18318308. ENTITY FOCUSED NATURAL LANGUAGE GENERATION simplified abstract (Oracle International Corporation)
Contents
- 1 ENTITY FOCUSED NATURAL LANGUAGE GENERATION
- 1.1 Organization Name
- 1.2 Inventor(s)
- 1.3 ENTITY FOCUSED NATURAL LANGUAGE GENERATION - A simplified explanation of the abstract
- 1.4 Simplified Explanation
- 1.5 Potential Applications
- 1.6 Problems Solved
- 1.7 Benefits
- 1.8 Potential Commercial Applications
- 1.9 Possible Prior Art
- 1.10 Unanswered Questions
- 1.11 Original Abstract Submitted
ENTITY FOCUSED NATURAL LANGUAGE GENERATION
Organization Name
Oracle International Corporation
Inventor(s)
Praneet Pabolu of Bangalore (IN)
Sriram Chaudhury of Bangalore (IN)
ENTITY FOCUSED NATURAL LANGUAGE GENERATION - A simplified explanation of the abstract
This abstract first appeared for US patent application 18318308 titled 'ENTITY FOCUSED NATURAL LANGUAGE GENERATION
Simplified Explanation
The patent application describes a method for generating natural language sentences based on fake entity values, analyzing the sentences for missing fake values, summarizing the missing values, and generating additional sentences incorporating the missing values.

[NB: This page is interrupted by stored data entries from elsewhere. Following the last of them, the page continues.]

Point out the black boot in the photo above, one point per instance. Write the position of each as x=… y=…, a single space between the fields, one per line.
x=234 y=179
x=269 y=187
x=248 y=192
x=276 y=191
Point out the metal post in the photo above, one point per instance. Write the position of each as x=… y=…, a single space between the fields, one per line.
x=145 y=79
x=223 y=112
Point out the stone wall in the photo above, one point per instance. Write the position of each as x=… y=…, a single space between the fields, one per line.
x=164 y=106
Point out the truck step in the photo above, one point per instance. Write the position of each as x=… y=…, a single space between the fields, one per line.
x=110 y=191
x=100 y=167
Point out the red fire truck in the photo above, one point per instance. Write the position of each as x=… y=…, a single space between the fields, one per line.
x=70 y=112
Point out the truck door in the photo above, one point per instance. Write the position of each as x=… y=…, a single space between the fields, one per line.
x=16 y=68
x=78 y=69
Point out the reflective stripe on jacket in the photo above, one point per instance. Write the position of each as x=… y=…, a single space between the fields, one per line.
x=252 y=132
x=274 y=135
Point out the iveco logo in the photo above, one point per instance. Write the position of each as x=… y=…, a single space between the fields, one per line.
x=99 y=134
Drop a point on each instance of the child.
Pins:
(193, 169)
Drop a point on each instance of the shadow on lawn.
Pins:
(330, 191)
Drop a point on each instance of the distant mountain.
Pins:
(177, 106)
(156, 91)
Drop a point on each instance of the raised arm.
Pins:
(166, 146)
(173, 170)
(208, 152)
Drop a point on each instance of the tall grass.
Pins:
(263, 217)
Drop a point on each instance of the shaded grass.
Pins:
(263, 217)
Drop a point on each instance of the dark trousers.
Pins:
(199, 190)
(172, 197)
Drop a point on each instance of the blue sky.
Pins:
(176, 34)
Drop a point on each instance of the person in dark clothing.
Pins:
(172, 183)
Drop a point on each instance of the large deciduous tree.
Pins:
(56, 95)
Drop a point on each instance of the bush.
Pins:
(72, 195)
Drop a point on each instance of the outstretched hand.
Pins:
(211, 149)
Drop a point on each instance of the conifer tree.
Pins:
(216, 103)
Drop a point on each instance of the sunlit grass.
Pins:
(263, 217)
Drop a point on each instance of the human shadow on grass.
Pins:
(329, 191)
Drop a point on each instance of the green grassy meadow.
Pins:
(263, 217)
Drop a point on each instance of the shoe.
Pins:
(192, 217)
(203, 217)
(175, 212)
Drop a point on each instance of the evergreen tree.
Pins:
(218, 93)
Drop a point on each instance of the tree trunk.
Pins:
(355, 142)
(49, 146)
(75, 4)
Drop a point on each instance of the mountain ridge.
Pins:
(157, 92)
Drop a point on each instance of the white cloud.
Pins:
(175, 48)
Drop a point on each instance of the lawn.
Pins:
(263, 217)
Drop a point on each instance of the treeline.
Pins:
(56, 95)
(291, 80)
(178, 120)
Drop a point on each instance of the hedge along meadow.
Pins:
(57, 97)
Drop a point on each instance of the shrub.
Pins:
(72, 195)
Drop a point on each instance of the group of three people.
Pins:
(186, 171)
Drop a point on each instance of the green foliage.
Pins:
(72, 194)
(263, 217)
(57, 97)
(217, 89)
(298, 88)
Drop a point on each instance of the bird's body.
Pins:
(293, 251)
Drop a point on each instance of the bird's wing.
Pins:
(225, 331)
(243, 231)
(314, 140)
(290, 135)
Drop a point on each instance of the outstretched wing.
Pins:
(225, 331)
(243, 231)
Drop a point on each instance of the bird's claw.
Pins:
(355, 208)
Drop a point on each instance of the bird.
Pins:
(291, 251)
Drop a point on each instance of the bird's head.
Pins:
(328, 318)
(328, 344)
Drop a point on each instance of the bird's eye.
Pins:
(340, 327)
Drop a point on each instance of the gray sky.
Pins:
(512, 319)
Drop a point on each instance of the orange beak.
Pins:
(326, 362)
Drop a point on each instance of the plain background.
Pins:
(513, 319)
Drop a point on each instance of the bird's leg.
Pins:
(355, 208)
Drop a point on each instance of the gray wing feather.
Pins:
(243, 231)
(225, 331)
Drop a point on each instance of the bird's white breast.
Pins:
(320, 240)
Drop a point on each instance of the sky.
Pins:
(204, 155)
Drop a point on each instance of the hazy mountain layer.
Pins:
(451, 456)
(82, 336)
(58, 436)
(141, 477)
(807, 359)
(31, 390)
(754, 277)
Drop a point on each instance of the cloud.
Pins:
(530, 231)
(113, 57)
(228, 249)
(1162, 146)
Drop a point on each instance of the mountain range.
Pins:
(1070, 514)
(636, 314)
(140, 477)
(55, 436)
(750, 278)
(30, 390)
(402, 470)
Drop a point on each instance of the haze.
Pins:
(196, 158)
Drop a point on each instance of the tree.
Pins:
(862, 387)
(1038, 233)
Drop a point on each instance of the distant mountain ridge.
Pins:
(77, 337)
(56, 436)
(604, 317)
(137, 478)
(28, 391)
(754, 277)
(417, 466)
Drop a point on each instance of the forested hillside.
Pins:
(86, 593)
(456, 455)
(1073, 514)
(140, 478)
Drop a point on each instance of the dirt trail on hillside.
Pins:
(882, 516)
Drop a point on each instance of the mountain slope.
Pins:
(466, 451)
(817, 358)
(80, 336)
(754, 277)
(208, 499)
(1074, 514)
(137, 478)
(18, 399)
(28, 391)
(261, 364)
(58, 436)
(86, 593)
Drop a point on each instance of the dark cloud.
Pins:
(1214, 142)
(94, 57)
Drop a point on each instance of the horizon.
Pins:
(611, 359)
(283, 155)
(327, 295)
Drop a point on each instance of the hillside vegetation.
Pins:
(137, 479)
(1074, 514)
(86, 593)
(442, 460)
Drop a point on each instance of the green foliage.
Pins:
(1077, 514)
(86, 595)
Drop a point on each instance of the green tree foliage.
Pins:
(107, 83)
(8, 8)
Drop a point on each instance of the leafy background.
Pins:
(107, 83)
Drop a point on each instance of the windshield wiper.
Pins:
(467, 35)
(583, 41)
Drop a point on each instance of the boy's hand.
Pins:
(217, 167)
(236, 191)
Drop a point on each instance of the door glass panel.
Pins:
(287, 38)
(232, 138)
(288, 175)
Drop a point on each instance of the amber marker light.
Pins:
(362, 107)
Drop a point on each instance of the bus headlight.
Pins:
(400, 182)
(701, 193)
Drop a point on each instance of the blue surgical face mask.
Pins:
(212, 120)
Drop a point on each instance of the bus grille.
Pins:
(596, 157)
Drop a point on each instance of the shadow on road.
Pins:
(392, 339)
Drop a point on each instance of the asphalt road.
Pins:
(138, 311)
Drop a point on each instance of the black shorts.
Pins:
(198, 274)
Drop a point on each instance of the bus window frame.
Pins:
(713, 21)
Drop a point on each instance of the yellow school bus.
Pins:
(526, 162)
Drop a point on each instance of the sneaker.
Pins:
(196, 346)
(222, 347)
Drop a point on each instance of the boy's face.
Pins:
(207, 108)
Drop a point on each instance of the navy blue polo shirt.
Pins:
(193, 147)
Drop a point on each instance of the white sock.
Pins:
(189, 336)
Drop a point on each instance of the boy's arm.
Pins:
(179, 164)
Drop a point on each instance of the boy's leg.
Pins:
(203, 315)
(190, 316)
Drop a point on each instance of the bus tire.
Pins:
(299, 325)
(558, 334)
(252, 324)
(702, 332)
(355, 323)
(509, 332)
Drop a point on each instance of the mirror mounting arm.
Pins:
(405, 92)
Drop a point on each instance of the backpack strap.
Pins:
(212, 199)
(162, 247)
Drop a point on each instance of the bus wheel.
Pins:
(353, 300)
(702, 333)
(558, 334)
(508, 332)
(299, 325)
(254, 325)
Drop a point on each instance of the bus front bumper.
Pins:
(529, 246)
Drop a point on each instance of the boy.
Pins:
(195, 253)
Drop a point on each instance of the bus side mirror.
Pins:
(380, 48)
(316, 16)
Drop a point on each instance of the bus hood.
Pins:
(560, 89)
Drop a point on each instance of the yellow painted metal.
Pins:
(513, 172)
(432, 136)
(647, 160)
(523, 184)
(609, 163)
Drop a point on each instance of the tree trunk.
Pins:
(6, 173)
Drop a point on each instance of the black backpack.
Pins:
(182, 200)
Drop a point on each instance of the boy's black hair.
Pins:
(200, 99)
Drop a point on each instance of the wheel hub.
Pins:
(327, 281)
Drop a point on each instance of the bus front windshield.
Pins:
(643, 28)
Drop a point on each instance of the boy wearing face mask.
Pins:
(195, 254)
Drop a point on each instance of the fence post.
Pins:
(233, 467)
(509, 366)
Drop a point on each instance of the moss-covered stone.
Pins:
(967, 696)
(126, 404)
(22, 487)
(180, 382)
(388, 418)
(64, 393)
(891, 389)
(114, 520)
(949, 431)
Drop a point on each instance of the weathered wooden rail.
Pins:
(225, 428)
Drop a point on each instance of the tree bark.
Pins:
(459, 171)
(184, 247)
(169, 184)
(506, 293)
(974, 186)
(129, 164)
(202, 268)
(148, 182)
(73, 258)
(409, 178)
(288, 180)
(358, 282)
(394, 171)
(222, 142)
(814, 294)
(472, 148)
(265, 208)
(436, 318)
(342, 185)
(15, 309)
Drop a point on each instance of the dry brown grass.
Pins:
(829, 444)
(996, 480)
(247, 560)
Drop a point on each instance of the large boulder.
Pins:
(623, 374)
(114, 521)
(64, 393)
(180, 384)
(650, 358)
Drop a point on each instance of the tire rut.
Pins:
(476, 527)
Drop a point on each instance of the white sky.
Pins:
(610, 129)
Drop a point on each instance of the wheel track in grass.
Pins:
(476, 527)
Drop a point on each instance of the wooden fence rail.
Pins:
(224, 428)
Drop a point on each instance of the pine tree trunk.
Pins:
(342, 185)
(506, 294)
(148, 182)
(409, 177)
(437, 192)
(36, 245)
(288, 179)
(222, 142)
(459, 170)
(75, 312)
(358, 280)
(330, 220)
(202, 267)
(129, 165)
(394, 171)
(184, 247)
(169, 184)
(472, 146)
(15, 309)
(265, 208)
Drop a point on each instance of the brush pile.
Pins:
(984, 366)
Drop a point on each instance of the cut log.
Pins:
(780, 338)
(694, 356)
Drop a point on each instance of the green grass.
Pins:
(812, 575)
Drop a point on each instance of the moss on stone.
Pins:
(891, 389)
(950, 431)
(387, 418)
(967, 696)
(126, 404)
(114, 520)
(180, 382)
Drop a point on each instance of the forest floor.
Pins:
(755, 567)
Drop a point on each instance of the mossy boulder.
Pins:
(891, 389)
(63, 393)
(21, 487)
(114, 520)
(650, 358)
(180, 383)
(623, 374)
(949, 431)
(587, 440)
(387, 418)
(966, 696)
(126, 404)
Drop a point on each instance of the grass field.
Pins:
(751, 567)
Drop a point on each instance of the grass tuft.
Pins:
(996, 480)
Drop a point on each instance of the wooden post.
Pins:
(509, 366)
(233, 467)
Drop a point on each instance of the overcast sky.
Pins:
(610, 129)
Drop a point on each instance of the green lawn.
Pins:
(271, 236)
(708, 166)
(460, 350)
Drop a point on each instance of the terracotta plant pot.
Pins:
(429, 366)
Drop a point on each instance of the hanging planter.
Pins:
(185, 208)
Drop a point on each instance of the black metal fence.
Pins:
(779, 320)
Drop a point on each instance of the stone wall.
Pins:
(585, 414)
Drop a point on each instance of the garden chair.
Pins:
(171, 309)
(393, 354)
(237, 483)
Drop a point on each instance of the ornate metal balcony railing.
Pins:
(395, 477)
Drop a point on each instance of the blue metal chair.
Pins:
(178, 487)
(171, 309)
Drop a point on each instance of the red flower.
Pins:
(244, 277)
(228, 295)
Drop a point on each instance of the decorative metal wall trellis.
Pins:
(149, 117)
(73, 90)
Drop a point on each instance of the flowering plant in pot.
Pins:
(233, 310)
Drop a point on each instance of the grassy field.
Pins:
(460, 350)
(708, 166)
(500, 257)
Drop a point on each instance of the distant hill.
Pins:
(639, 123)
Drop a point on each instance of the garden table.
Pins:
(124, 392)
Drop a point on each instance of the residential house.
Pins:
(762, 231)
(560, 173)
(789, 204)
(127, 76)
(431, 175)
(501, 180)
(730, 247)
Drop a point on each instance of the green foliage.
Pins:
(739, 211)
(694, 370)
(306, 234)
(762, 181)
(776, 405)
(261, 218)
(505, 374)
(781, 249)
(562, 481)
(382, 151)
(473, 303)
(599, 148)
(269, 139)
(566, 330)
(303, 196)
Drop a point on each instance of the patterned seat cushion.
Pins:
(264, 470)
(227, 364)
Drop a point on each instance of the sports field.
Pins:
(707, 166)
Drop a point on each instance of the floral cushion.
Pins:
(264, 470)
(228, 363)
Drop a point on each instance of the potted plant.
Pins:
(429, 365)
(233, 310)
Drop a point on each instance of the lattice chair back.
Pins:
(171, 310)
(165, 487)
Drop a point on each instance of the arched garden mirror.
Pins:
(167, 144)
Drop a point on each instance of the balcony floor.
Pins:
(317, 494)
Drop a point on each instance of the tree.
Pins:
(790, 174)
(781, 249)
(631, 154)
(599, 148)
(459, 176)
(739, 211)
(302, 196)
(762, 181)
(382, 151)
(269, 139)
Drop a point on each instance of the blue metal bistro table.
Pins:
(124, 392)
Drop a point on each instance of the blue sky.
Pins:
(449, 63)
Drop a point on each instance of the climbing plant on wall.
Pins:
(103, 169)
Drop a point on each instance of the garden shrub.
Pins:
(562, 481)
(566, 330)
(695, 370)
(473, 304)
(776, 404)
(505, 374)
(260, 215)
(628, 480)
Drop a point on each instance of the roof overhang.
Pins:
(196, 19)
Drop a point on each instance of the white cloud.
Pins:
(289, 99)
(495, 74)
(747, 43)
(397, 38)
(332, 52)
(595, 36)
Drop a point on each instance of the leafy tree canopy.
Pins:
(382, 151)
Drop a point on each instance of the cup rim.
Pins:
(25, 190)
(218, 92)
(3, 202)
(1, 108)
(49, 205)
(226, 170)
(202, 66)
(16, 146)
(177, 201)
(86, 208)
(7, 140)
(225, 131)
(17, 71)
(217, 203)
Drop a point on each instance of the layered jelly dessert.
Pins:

- Populating fake values for entities
- Generating string of fake entity values
- Inserting sentinel token between fake values
- Generating natural language sentences based on fake values
- Analyzing sentences for missing fake values
- Summarizing missing fake values
- Generating additional sentences with missing values
Potential Applications
This technology could be applied in:
- Automated content generation
- Data validation and verification processes
Problems Solved
This technology helps in:
- Ensuring data completeness and accuracy
- Streamlining natural language generation processes
Benefits
The benefits of this technology include:
- Improved data quality
- Enhanced efficiency in content creation
Potential Commercial Applications
A potential commercial application for this technology could be in:
- Content generation software development
Possible Prior Art
There is no known prior art for this specific method.
Unanswered Questions
How does the method handle complex sentence structures?
The method's ability to handle complex sentence structures is not explicitly mentioned in the abstract. Further details on this aspect would be helpful.
What is the scalability of this method for large datasets?
The abstract does not address the scalability of the method for processing large datasets. Understanding the scalability limitations and capabilities of the technology would be important for practical implementation.
Original Abstract Submitted
Method includes populating fake value for each of entities, to generate string of fake entity values that correspond to entities; inserting sentinel token between adjacent fake values included in the string to generate first input data; generating, by natural language generation model, natural language sentences based on first input data, natural language sentences including one or more fake values from the string; analyzing natural language sentences to determine whether any fake value from the string is missing; based on the fake value missing, summarizing, using text summarization model, natural language sentences to generate text summary; concatenating the text summary with the fake value, to generate second input data; and generating, by a next sentence generation model, additional natural language sentence using the second input data, the additional natural language sentence including the fake value. Additional natural language sentence is combined with natural language sentences to generate final natural language sentences.